Charles Baudelaire

Charles Baudelaire was born in Paris on April 9, 1821. After he failed to graduate a military boarding school, Baudelaire moved to Paris' Latin Quarter and tried to persue a career as a writer while he accumulated large amounts of debt. After a quick trip to India, he was welcomed back in Paris by a large inheritance that allowed him to live luxuriously, but quickly spent half of his money. To supplement his income, Baudelaire wrote art criticism, essays, and reviews for various journals. His first publications of poetry also began to appear in journals in the mid-1840s. In 1854 and 1855, he published translations of Edgar Allan Poe, whom he called a “twin soul," and they were widely acclaimed. He died on August 31st, 1867. 
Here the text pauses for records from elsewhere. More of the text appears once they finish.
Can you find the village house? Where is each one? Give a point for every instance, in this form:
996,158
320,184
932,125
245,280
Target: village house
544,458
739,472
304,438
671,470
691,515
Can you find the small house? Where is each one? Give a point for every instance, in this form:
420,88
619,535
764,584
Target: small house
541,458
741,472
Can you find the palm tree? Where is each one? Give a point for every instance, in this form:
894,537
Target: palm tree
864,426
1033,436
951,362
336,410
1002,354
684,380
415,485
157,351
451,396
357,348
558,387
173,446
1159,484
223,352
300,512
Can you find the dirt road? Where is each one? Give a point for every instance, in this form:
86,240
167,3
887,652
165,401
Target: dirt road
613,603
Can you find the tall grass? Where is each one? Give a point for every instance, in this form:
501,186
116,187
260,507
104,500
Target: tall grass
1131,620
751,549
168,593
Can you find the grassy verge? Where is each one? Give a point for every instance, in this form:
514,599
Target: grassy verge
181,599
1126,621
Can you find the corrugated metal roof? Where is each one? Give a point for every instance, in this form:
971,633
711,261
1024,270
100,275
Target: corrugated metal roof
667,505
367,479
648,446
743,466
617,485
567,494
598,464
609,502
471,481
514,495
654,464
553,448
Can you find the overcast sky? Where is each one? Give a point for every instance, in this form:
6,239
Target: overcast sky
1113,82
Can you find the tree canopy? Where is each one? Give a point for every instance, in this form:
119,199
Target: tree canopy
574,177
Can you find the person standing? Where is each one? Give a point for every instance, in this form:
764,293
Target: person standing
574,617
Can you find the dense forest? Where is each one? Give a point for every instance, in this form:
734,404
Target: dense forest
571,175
Movement: Symbolists, Surrealism

Prevalent Literary Themes: sex, death, scandal

Prevalent Literary Devices: simile, metaphor, alliteration, symbolism

When matched to Charles Baudelaire, it means that similarities have been found between your poetic style and the themes and literary techniques typically seen in works by this famous poet. For example, you might use alliteration or strong metaphor in the same way that Baudelaire does. Recognizing these similarities is important because it gives you information about the history of your poetic style, which poets might inspire you, and what writing techniques you should try next.

Which Writing Techniques Should You Try Next?

Try using simile and symbolism more often. You might also like experimenting with irony involving themes of violence, death, and scandal.